Ferdi Wiranata CJH Asal Pulau Sembilan, Kabupaten Sinjai. (Dok. Ist)

Mediumindonesia.com, Sinjai - Ferdi Wiranata bin Surabil bersama orang tuanya merupakan warga Pulau Kambuno, Desa Pulau Harapan, Kecamatan Pulau Sembilan, Kabupaten Sinjai akhirnya akan berangkat menunaikan ibadah haji tahun ini setelah 2 tahun menunggu.

Ferdi merupakan siswa SMU Negeri 1 Kabupaten Sinjai yang baru berusia 18 tahun menjadi jemaah Calon Haji termuda asal embarkasi Makassar yang akan melaksanakan ibadah Haji 1443 Hijriah/2022.
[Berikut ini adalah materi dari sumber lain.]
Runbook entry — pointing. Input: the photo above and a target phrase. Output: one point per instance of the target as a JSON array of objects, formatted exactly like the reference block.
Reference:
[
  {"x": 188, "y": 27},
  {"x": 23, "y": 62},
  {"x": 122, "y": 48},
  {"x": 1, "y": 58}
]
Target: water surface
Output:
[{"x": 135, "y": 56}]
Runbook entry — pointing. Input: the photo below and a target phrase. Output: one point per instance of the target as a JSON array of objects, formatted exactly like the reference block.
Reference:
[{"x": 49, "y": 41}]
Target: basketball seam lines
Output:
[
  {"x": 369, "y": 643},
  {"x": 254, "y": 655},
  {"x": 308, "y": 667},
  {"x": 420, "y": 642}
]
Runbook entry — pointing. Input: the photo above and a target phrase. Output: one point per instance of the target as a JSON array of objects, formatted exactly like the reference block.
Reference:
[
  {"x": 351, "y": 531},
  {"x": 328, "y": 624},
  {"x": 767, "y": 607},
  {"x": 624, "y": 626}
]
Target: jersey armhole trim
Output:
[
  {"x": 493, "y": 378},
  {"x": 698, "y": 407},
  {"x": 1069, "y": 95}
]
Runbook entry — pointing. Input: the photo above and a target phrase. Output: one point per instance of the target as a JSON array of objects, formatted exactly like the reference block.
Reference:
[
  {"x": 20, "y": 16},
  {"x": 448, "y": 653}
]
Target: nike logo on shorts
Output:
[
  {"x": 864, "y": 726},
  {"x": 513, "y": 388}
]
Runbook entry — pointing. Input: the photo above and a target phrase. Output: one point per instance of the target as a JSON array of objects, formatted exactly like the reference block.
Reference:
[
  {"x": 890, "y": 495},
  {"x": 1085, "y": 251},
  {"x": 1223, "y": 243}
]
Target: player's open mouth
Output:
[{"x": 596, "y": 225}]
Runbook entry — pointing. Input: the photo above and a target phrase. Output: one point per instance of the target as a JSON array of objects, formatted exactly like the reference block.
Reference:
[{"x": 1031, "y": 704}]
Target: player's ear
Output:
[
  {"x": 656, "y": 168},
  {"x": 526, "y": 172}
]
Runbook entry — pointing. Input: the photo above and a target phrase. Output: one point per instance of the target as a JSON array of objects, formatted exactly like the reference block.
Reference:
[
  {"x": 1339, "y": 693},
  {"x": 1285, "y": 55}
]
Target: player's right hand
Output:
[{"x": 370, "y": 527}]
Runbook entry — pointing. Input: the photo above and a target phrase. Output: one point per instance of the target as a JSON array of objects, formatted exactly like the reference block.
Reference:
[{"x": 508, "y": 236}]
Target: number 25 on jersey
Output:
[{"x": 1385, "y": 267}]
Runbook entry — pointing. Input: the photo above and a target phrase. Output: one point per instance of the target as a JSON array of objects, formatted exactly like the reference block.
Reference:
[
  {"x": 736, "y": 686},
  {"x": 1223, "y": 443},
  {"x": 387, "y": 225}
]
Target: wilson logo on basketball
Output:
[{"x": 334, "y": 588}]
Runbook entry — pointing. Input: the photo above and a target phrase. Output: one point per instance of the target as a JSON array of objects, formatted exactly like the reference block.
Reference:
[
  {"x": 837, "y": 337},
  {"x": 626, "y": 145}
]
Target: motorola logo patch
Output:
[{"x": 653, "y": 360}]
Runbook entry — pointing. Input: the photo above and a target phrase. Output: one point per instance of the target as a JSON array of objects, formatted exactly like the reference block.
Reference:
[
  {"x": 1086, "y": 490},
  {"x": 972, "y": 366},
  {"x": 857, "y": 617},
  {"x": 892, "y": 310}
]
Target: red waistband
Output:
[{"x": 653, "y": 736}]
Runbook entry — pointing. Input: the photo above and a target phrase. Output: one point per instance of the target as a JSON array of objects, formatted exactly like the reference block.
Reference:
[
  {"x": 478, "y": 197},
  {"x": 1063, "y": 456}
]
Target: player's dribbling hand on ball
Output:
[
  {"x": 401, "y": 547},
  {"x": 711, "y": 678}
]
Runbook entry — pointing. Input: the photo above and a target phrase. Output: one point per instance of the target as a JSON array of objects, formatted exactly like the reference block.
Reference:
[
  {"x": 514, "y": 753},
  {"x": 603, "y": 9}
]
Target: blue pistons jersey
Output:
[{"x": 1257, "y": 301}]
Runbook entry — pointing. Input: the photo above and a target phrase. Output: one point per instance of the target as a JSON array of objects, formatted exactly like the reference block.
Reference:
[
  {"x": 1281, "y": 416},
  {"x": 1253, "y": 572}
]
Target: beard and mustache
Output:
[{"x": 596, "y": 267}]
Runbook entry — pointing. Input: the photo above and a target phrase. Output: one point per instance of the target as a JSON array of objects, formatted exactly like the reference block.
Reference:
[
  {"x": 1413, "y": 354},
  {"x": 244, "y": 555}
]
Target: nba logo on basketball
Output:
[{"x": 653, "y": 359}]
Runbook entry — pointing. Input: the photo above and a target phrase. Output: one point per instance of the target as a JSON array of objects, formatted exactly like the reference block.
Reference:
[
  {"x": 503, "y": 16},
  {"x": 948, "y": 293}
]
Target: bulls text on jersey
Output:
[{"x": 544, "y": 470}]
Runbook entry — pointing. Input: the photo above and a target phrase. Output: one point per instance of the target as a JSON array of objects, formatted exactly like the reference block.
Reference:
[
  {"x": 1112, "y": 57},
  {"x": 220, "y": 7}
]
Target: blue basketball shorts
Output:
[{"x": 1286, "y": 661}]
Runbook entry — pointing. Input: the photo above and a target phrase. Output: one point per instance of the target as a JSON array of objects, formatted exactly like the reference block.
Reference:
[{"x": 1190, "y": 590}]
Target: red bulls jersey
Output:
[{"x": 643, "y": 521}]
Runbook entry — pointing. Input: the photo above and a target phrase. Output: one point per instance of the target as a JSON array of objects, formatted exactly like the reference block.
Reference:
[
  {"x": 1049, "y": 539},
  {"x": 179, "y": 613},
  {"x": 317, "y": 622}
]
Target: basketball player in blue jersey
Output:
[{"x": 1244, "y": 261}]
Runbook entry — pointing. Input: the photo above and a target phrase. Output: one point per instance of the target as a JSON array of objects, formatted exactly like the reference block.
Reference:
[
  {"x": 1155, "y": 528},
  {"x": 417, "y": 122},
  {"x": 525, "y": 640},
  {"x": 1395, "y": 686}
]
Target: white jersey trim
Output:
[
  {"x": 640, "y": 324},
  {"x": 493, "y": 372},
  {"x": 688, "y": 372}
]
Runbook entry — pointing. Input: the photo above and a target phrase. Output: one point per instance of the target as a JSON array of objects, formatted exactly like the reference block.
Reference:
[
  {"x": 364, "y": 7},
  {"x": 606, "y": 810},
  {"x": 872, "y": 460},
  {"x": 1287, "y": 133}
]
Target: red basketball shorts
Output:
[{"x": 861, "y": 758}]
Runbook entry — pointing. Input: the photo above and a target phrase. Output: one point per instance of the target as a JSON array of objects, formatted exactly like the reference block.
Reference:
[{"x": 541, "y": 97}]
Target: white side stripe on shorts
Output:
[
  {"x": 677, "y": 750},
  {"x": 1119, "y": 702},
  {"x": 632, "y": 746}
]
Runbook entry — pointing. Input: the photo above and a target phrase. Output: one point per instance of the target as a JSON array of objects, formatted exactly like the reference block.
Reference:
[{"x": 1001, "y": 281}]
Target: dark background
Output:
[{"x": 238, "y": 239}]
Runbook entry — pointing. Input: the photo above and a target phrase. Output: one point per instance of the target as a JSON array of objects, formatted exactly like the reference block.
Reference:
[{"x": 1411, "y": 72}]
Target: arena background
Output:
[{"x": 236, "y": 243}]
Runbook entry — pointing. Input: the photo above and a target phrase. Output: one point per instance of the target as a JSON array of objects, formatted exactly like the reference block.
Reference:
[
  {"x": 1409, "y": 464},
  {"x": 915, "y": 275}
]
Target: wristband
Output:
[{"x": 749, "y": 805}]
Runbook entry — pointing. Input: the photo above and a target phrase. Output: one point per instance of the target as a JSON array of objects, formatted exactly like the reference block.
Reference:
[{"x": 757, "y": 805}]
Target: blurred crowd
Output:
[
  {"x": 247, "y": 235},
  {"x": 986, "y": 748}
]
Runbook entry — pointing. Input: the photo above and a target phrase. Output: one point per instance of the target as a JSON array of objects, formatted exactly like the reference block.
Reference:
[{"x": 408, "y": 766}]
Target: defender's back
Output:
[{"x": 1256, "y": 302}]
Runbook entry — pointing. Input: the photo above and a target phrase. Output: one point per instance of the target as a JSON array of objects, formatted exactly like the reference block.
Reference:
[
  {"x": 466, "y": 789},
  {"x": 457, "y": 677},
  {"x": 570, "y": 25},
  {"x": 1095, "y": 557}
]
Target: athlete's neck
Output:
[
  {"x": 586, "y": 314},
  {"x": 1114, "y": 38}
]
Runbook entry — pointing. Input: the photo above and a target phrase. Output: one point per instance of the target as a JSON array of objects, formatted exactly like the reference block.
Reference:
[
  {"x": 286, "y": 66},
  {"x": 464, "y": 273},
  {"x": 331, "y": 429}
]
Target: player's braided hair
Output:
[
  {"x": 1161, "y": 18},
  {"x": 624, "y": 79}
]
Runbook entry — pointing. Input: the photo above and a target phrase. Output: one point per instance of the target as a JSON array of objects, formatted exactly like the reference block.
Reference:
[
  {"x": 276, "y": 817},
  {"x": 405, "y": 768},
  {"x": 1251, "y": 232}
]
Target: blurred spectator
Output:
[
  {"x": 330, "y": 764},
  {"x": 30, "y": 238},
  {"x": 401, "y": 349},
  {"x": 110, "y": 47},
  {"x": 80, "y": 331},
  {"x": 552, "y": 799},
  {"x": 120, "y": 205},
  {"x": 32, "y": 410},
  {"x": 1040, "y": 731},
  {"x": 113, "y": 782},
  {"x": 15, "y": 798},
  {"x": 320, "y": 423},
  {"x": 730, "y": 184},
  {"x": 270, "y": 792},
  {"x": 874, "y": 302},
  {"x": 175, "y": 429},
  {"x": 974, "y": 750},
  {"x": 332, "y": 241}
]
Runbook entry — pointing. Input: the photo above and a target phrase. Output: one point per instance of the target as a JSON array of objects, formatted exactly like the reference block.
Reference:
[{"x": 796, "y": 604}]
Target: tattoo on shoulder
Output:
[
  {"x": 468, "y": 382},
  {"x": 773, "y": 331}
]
Berdasakan data admin Sistem Informasi Haji Terpadu (siskohat) Kantor Wilayah Kementerian Agama Provinsi Sulawesi Selatan, Bidang Haji dan Umrah , Ferdi tercatat sebagai jemaah haji termuda di Sulawesi Selatan.

Peryataan tersebut di sampaikan Pranata Humas Kanwil Kemenag Sulsel H. Mawardi saat mengkonfirmasi Humas Kemenag Sinjai. Minggu (12/6/2022) kemarin.

Tahun ini, Ferdi akan menunaikan ibadah haji bersama ibunya Hasriati Mappiasse, jadwal pemberangkatannya pada 2020 namun harus tertunda akibat pandemi.

Berkat keputusan bersama Hasriati Mappiasse yang memilih tidak menarik kembali setoran dana haji maupun pelunasan, akhirnya tahun 2022 bisa berhaji.

Dia berangkat ke Tanah Suci merupakan porsi pelimpahan menggantikan sang ayah Surabil bin Mamma yang meninggal karena penyakit Komplikasi pada tahun 2020 lalu.

Keberangkatan ke tanah suci Mekah mendampingi ibunya bersama dengan 107 Jamaah Calon Haji Asal Sinjai bergabung dalam keloter 18 mendatang.

Sejatinya yang akan berangkat adalah ayahnya, namun almarhum meninggal dunia sebelum pelaksanaan tahapan pemberangkatan haji berlangsung sehingga.

“Saya menggantikan orang tua karena adanya pelimpahan porsi sehingga saya bersama ibu berangkat tahun ini,” kata Ferdi.

“Perasaan bercampur antara sedih dan senang, gembira bisa berangkat mendampingi ibu tercinta di tanah suci nantinya, ada senang, ada sedih bisa ke berangkat ke Tanah Suci tahun ini,” sambung Ferdi

Dia tidak menyangka akan menginjakkan kaki di Tanah Suci untuk menunaikan ibadah haji. Walau merasa sedih ditinggal sang ayah, tapi ada rasa bahagia bisa berangkat bersama sang ibu meski dengan waktu persiapan yang singkat dan berharap kepada Allah semoga dilancarkan ibadah.

Sementara, Hasriati Mappiasse ibunda Ferdi berharap putranya bisa turut mendoakan almarhum ayah di tengah-tengah rangkaian ibadah haji nanti.

Ferdi merupakan salah satu JCH asal Sinjai yang merupakan regulasi tentang pelimpahan nomor porsi haji reguler dapat dilakukan bagi jamaah haji yang sakit permanen atau meninggal dunia.

Dia menggantikan ayahnya yang merupakan pendaftar tahun 2010. “Alhamdulillah pelimpahan nomor porsi sudah terbit nomor porsinya tanpa harus memulai kembali dari awal, cukup melanjutkan dari nomor porsi Almarhum sebelumnya,” tambah Hasriati.